Share Of Responses( 0 ),

Share Chart( 0 ),

Legend( 0 )

);

// The display box type poorly implemented/documented in jsl, but <<GetXML often works...

xml = Report( cat )[Gridmulticellbox( 2 )] << get xml;

// Extraxt the numbers as list of strings

c = XPath Query( xml, "//GridMultiCellBoxItem/text()" );

// Make into matrix

c = matrix( repeat( i = 0; { i++; num( c[i] ) }, nitems( c )));

Super User

Joined:

Feb 10, 2013

Thank you!  I will give that a try when I get a chance and then I will be back with the next issue.

Staff

Joined:

Jun 23, 2011

Why not use the Contingency platform, which gets it right? You want to access the powerful Cross Tab Box display box object that is responsible for the presentation of the actual Contingency Table.
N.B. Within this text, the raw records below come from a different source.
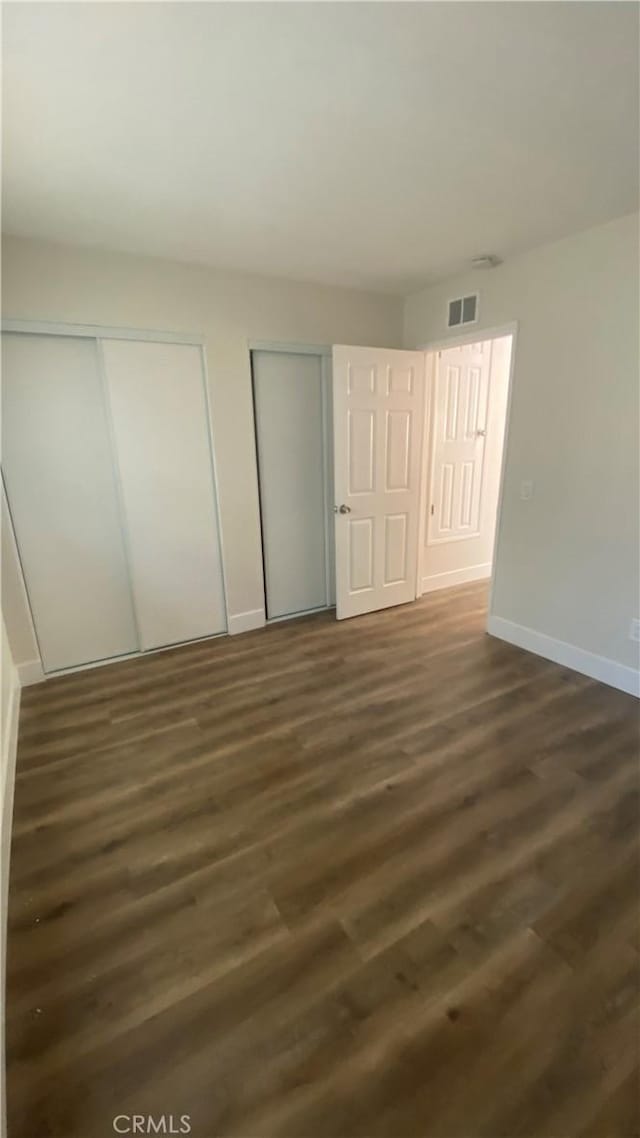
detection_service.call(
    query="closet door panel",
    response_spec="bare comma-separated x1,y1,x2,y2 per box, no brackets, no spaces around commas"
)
101,340,227,650
2,333,138,671
252,352,327,618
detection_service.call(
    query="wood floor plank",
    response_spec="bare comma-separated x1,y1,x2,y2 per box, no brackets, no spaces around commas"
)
7,584,640,1138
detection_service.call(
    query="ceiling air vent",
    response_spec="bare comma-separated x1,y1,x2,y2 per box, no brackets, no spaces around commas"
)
446,292,478,328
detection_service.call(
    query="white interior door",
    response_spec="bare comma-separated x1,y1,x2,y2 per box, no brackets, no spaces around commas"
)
334,346,425,620
427,340,492,545
252,352,328,619
101,339,227,650
2,333,138,671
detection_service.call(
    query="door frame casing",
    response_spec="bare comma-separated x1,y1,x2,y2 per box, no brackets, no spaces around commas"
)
248,340,336,625
416,320,518,619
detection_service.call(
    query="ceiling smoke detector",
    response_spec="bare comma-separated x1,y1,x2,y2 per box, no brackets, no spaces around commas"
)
471,253,502,269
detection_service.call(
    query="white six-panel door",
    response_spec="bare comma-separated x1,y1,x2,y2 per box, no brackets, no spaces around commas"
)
334,346,425,620
427,340,491,545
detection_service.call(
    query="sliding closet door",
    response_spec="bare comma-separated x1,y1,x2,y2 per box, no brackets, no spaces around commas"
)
101,340,227,650
2,333,138,671
252,352,327,618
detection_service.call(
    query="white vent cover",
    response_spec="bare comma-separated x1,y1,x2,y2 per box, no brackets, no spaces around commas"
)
446,292,478,328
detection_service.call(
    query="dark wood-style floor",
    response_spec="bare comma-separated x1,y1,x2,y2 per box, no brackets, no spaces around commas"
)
8,585,640,1138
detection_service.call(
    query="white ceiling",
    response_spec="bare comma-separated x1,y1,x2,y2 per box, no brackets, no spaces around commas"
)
3,2,639,292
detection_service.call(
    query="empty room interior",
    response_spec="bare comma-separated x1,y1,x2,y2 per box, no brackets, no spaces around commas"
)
0,0,640,1138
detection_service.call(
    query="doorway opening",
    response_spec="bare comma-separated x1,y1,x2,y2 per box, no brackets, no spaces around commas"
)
251,345,335,621
418,332,515,594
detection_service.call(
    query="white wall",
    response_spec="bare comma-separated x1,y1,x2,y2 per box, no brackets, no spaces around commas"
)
2,238,402,662
0,617,19,1136
404,215,640,667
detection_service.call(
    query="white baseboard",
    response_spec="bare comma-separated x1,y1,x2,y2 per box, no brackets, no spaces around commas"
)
486,616,640,698
420,562,491,593
228,609,266,636
16,660,46,687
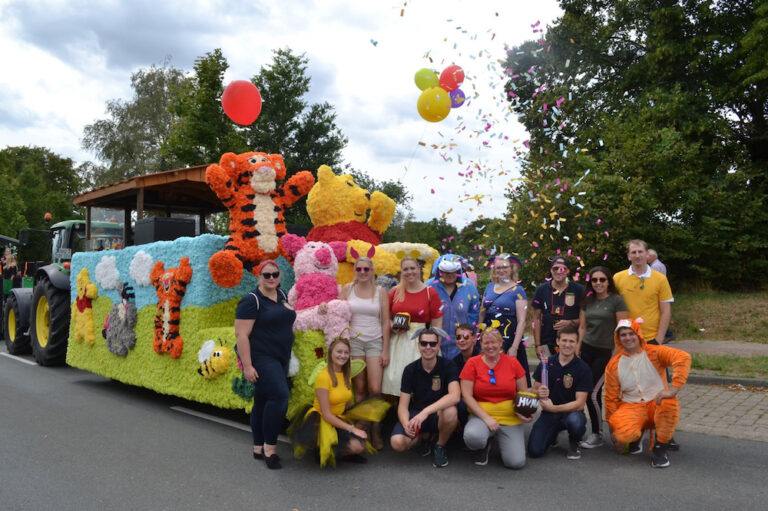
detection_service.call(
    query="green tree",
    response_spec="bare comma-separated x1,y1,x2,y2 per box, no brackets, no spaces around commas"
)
82,61,187,186
161,48,248,166
245,48,347,225
506,0,768,287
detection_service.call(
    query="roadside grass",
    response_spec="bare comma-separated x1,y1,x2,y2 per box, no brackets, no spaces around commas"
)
670,291,768,344
691,353,768,376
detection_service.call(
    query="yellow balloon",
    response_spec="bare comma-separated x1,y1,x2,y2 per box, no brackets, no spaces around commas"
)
413,67,440,90
416,87,451,122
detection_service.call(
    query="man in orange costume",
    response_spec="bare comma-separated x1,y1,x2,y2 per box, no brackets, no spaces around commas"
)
605,318,691,468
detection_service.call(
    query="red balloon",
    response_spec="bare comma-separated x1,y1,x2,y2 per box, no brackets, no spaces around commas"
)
221,80,261,126
440,66,464,92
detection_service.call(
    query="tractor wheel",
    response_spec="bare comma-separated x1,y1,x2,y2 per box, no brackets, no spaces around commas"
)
29,279,70,366
3,295,32,355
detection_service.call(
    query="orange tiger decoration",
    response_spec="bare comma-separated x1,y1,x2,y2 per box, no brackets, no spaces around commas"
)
205,152,315,287
149,257,192,358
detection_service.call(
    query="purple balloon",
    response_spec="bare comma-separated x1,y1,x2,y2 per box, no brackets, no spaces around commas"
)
451,89,466,108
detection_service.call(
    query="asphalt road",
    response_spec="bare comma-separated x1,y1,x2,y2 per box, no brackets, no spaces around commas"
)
0,350,768,511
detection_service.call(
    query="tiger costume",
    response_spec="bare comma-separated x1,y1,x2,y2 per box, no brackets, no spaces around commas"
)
205,152,315,287
149,257,192,358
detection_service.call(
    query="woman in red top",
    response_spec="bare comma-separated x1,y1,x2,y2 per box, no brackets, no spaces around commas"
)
381,257,443,396
460,328,533,469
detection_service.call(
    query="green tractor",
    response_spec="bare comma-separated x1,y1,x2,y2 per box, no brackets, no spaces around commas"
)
0,220,123,366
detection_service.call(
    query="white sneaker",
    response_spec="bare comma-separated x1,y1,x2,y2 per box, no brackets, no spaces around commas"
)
579,433,603,449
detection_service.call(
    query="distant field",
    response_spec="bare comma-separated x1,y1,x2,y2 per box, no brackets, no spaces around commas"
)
671,291,768,344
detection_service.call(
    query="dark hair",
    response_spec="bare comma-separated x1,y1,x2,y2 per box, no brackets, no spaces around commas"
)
580,266,619,309
454,323,475,334
557,325,579,341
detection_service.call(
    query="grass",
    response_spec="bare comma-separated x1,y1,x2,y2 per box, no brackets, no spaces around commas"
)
691,353,768,377
670,291,768,344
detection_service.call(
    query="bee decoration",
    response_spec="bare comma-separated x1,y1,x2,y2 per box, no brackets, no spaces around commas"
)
197,339,232,378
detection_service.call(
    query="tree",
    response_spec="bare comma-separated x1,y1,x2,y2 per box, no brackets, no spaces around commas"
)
0,147,82,261
506,0,768,287
245,48,347,224
82,60,187,186
162,48,248,166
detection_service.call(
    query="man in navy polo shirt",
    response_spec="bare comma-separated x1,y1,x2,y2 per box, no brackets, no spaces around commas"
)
528,325,592,460
390,328,461,467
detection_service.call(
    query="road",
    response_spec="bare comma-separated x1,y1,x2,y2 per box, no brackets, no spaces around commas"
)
0,353,768,511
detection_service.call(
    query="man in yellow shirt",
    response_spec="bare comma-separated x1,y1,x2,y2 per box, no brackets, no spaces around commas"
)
613,240,675,344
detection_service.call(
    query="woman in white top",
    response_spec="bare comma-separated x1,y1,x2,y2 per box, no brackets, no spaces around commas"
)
340,257,389,403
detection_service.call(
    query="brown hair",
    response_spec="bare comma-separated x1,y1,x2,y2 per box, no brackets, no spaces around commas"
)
325,337,352,389
393,257,421,302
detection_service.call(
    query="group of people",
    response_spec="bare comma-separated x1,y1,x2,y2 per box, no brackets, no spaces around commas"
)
235,240,690,469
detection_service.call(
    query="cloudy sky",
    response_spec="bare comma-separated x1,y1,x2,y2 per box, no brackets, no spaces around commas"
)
0,0,560,227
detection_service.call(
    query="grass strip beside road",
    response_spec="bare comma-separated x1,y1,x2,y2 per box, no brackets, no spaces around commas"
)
670,291,768,344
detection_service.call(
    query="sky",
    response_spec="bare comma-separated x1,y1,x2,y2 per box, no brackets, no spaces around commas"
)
0,0,561,228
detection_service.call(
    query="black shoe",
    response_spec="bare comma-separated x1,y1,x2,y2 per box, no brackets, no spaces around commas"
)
341,454,368,464
651,442,669,468
565,440,581,460
264,454,283,470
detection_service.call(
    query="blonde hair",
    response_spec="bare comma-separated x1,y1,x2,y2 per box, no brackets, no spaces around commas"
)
491,253,520,284
480,328,504,344
325,337,352,389
393,257,421,302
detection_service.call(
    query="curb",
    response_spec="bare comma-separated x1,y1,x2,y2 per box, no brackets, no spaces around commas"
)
528,358,768,389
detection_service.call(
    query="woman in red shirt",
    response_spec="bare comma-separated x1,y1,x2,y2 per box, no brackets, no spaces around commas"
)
381,257,443,396
460,328,533,469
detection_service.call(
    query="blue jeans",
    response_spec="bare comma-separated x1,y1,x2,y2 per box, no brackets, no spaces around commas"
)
251,357,290,445
528,412,587,458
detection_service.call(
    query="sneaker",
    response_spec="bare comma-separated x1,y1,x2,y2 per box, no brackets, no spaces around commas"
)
627,438,643,454
579,433,603,449
651,443,669,468
419,438,432,458
432,445,448,468
473,442,491,466
565,440,581,460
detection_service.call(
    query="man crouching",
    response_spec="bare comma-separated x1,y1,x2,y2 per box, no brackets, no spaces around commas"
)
605,318,691,468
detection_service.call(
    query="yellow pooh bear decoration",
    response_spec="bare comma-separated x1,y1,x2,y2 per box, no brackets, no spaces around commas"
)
72,268,99,345
307,165,439,284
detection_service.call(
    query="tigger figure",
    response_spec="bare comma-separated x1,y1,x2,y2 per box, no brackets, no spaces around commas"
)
205,152,315,287
149,257,192,358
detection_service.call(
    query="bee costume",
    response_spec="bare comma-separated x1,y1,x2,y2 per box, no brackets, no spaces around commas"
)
291,367,390,467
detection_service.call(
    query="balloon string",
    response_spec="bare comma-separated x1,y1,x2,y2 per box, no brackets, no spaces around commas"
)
403,126,427,178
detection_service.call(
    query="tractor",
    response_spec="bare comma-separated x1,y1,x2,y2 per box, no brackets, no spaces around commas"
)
0,220,123,366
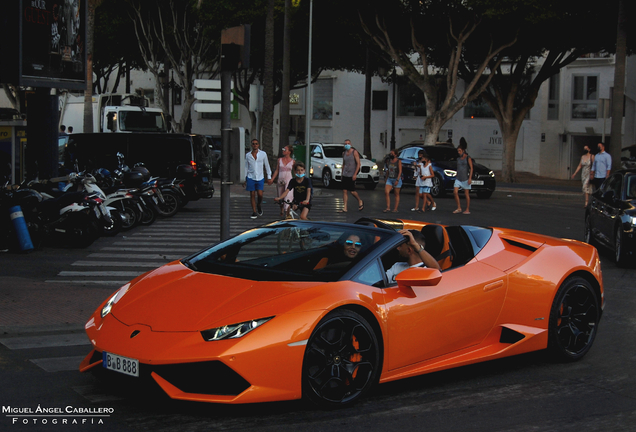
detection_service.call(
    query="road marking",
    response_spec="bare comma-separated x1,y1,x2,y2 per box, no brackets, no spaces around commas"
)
30,356,84,372
71,256,167,268
57,270,143,278
0,333,91,350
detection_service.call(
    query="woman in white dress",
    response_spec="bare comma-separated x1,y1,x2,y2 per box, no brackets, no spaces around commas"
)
272,145,294,218
572,146,594,207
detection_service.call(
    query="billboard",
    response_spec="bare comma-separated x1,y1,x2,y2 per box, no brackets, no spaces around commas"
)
0,0,87,90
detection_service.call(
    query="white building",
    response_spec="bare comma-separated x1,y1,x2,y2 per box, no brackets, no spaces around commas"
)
0,52,636,179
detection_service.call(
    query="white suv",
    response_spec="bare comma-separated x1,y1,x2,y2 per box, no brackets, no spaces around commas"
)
311,143,380,190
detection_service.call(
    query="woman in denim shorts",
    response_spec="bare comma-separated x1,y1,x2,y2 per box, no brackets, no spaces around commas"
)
383,150,402,213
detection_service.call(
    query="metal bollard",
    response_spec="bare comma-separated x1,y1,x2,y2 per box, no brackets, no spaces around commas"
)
9,205,34,252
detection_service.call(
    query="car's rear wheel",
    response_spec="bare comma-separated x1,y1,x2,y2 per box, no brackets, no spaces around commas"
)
431,174,446,198
322,168,333,188
548,276,601,361
303,309,381,407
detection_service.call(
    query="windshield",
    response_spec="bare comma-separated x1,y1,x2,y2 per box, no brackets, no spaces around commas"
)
183,222,395,282
323,145,344,158
118,111,167,132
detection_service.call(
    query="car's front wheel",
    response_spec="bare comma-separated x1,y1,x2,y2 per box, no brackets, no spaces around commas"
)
303,309,381,407
548,277,601,361
322,168,333,188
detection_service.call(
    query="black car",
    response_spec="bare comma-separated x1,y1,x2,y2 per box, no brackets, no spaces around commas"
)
585,169,636,266
385,141,497,198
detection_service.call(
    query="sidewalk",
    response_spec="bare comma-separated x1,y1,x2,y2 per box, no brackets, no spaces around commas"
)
225,171,583,198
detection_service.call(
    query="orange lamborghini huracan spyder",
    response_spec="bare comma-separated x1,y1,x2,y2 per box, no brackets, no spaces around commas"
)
80,218,604,406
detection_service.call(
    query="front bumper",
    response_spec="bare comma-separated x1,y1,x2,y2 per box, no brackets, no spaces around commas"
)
80,311,320,404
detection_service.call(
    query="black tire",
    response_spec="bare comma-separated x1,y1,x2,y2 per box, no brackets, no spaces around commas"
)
431,174,446,198
120,202,141,231
102,210,123,237
157,190,181,217
548,276,601,361
302,309,382,408
140,206,157,226
614,226,629,267
322,168,333,189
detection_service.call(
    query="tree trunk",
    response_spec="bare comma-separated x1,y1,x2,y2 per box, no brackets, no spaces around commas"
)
364,48,373,159
609,0,627,170
499,120,522,183
278,0,291,154
260,0,274,154
84,0,102,133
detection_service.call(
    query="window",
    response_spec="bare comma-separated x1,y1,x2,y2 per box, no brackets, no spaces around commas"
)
572,75,598,119
464,98,495,118
371,90,389,111
312,79,333,120
548,74,560,120
397,81,426,117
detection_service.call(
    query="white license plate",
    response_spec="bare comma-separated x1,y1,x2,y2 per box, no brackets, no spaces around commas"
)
102,351,139,377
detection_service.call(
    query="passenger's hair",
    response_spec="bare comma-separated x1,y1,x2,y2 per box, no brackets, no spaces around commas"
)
409,230,426,246
458,137,468,151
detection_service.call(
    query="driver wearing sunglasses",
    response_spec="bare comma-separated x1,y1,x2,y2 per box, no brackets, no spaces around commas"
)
343,234,362,259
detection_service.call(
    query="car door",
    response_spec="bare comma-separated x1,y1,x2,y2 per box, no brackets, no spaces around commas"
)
384,262,507,370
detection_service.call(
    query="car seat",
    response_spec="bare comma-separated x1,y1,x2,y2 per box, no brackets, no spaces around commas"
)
422,224,455,270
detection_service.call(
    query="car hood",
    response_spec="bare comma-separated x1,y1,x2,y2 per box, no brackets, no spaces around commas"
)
316,158,375,167
433,161,490,174
111,261,323,332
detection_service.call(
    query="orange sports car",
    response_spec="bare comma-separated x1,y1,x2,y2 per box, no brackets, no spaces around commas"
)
80,219,604,406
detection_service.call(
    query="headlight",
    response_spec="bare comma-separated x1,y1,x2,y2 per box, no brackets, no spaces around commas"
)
201,317,274,342
102,283,130,318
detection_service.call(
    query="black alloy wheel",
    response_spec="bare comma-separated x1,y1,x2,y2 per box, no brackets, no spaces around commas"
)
303,309,381,407
322,168,333,189
548,276,601,361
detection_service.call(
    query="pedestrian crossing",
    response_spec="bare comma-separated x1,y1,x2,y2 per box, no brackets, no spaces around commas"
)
46,194,347,288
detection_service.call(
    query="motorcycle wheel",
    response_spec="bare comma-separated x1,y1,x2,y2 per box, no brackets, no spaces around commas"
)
102,210,123,237
119,202,141,231
141,206,157,225
157,190,179,217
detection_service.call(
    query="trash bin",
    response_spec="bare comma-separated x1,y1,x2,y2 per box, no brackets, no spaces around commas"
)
294,145,307,163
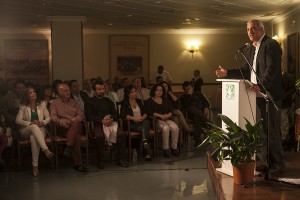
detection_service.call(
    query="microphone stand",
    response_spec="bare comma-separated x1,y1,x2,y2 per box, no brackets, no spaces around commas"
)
238,50,299,187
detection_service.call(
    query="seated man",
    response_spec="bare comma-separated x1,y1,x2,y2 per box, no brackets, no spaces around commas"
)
180,81,210,146
86,81,128,169
131,77,150,103
69,80,89,110
50,83,87,172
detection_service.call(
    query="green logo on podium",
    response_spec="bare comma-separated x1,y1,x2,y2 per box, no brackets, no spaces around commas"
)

You can find its protocol in the Help > Scripting Index under Display Boxes. I have used it many times as a 'work horse.'

Generally, always start with the high-test level object ( Contingency ) instead of the lowest level code ( Summarize() function ).

Learn it once, use it forever!

Super User

Joined:

Feb 10, 2013

Thanks Mark,

I did end up using the contingency for extracting the values I needed but stayed with the categorical for the display.